There are times when norms are meant to be broken. For one night a year, on the night we celebrate the forming of our nation, there are no social distinctions. At least for this night,  "all men are created equal". Even the poorest of the poor are entitled to feel rich for one night[2].

The obligation to deplete the charity plates if necessary, also serves as a reminder of the communal obligation to refill those charity plates. Moreover, perhaps the Mishnah is hinting that the mere need for a tamchui is a poor reflection on society. It is great that the poor have somewhere to turn to get food, but tragic that there is a need for such. Society must have as its goal the eradication of poverty, even if in reality, such is unattainable. But if we don't have the goal, there is sure to be a need for more tamchuis. At least on Pesach, the notion of a charity plate must be a foreign one.

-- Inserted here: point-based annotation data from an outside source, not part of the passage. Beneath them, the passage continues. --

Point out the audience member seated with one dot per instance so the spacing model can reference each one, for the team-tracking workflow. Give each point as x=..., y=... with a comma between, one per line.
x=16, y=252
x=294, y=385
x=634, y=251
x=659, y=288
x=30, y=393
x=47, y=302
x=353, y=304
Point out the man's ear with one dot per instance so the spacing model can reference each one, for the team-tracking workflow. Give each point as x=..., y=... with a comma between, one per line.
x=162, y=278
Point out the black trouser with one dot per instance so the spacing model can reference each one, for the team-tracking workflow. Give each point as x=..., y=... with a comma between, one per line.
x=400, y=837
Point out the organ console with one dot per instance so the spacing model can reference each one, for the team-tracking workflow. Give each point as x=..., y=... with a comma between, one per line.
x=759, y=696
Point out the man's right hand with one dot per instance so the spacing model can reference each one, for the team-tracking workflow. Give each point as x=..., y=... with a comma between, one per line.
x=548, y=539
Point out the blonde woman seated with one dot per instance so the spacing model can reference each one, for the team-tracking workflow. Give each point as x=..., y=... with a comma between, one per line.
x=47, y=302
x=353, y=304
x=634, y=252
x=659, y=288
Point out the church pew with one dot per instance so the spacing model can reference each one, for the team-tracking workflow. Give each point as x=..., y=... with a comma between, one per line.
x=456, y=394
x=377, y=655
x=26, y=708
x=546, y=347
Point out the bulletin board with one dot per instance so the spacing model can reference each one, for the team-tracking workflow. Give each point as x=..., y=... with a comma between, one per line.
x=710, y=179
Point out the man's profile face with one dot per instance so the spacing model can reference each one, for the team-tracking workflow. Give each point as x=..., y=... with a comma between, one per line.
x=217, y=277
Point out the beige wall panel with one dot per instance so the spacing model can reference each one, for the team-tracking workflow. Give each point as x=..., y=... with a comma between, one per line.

The ruling that we are to ensure that the poor have enough wine is the third law of the opening Mishnah of Arvei Pesachim, the tenth and last chapter of the mashechet and the only one that deals with the laws and rituals of the seder. The first law of the Mishnah teaches that one may not eat from mid-afternoon onward on erev Pesach, to ensure that one will eat matzah with a full appetite. While we must feed the poor, those of means can wait to eat. The Mishnah introduces us to the poor with the teaching, "Even the poor in Israel should not eat without reclining"; reclining being the symbol of wealth and freedom.

There is at least one other time that distinctions between rich and poor are eschewed: on Yom Kippur, when "the daughters of Israel would go out with borrowed clothes, so as not to embarrass those who do not have" (Taanit 26b), and dance. When the books of life and death are open, all class distinctions fade away.  And it is for this reason that Rabban Gamliel instituted the rule that rich and poor alike are to be buried in simple shrouds (see Moed Katan 27a-b).  

It is not possible nor desirable that all should be economically equal. However, ultimately, wealth matters very little. It is our character that is the true legacy that rich and poor alike will pass down to future generations. 


 

[1] In Talmudic times people ate two meals a day; it was only on Shabbat that three meals were eaten.       

[2] This idea is reflected in the well-known story of the woman who came to Rav Chaim Soloveitchik, asking if she could use milk for the "cups of wine". Rav Chaim gave her a large sum of rubles. When asked as to why he gave her so much more than the cost of wine, Rav Chaim responded that, surely, if she asks if she can drink milk at the seder, she does not have enough money to purchase meat.